In 1966, the idea for the Hong Kong International School (HKIS) was turned into reality thanks to the actions of three groups, all working towards the same ends.
These groups were Hong Kong Government – which granted land and interest free loans – a group of American businessmen and representatives of the educational arm of the Lutheran Church-Missouri Synod.
On 14 September 1967, the school opened the doors to a new campus in Repulse Bay, housing 630 multi-national students. HKIS continued to expand over time, which led to the creation of a second building in Repulse Bay, and finally an additional campus in Tai Tam.
Don Drake, Associate Provost at HKIS, said the school hosts a variety of professional growth opportunities for all educators throughout the South East Asia region.
“Recent events include our third annual APPEC – [Asia Pacific Physical Educators Conference] targeted towards best practices around physical health and mental wellness,” Drake told The Educator Asia.
“In addition, we held our ninth Annual Literacy conference in support of best practices in Early Childhood and Elementary reading and writing practices in January. We also have a regional conference in Chinese Studies related to the Language Acquisition and Articulation.”
High on HKIS’s list of educational priorities is assuring “an excellent quality of education” for all of the school’s students as well as the continuous improvement of professional practice.
“We strive to provide a dynamic learning-based culture where all educators can experience significant professional and career growth,” Drake said.

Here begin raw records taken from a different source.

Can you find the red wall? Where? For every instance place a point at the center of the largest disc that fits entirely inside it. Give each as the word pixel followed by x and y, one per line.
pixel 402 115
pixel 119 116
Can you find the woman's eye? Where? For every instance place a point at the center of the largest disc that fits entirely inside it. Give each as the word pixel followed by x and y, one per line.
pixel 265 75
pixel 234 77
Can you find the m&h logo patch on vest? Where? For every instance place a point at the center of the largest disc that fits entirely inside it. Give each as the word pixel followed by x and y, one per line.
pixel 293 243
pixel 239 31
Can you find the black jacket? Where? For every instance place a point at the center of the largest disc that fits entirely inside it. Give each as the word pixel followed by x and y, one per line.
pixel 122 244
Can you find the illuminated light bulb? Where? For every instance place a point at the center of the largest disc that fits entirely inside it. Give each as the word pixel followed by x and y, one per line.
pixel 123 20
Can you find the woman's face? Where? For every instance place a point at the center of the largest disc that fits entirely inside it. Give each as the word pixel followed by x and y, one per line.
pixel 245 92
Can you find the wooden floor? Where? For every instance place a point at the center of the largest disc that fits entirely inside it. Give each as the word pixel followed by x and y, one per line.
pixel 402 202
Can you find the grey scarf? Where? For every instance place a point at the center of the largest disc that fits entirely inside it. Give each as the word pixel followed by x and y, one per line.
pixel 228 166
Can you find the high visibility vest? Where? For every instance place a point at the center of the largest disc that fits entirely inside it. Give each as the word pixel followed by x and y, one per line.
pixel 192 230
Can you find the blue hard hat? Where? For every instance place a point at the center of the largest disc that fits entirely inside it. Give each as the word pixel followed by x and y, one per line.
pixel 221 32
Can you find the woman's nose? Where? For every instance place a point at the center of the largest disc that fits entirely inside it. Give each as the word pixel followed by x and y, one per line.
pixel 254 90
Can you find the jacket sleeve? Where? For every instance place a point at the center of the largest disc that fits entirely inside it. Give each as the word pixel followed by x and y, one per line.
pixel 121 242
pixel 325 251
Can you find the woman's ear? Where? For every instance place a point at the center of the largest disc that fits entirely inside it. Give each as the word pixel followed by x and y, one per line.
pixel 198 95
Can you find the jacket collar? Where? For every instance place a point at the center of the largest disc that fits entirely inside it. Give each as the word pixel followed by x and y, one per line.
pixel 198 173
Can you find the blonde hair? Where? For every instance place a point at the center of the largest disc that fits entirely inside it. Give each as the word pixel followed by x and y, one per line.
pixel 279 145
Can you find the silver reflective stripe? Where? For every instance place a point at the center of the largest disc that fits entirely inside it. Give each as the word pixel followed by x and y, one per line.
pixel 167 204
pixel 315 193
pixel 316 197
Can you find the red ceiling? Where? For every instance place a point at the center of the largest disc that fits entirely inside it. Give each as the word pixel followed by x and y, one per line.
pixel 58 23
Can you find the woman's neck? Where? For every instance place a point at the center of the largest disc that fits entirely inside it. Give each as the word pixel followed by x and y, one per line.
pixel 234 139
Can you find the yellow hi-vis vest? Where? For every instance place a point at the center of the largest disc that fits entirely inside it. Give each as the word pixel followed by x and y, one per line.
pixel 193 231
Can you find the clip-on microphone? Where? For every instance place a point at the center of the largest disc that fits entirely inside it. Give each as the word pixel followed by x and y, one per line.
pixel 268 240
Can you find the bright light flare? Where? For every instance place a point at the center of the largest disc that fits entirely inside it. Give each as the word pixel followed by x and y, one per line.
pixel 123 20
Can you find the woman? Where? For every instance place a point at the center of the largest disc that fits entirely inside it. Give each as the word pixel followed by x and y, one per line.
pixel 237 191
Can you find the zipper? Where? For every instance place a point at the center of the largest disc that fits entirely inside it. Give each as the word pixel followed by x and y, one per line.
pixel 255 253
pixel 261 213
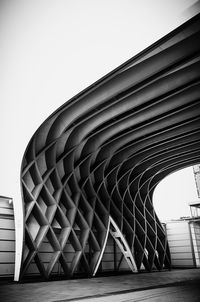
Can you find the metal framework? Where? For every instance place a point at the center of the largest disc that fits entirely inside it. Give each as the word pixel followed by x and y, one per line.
pixel 92 166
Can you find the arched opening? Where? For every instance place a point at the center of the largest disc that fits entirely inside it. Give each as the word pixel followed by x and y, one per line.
pixel 173 194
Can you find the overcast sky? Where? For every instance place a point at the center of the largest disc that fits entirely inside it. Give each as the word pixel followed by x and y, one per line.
pixel 52 49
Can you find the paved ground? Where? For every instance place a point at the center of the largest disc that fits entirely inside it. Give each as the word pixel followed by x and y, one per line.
pixel 175 285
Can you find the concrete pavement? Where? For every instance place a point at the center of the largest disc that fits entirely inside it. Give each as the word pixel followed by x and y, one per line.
pixel 100 288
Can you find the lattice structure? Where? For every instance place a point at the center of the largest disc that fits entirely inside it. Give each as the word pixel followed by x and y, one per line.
pixel 92 166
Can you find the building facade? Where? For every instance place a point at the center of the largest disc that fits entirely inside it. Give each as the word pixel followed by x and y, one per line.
pixel 90 170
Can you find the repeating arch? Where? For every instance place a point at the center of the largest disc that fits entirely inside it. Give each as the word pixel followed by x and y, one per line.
pixel 93 164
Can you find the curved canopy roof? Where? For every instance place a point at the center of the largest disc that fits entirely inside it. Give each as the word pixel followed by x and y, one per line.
pixel 103 152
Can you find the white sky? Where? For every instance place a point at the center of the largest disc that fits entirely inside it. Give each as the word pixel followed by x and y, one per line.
pixel 52 49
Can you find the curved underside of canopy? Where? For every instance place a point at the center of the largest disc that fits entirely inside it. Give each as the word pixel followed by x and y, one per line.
pixel 99 157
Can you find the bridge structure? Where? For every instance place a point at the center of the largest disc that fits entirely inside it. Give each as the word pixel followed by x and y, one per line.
pixel 91 168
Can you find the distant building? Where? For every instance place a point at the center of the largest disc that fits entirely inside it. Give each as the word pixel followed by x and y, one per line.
pixel 196 170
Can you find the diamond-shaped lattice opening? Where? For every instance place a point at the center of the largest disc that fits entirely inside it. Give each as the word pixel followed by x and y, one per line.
pixel 82 228
pixel 61 227
pixel 68 207
pixel 41 163
pixel 45 251
pixel 28 180
pixel 46 203
pixel 37 225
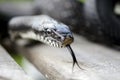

Drake pointed to the need to equip teachers with the knowledge and skills required in today’s rapidly changing educational landscape by aligning professional development with individual needs.
He says this targeted approach to professional growth will lead to improved teacher effectiveness and student learning.
Drake said he has seen significant academic and Professional Development (PD) success during his time at HKIS. In particular, he highlighted the school’s student assessment of learning a movement to standards referenced assessment, rather than the traditional A-F 100-point scale practices.
“This has supported increased understanding for both students and teachers in relation to individual learner strengths and opportunities for growth as measured against targeted learner outcomes,” Drake said.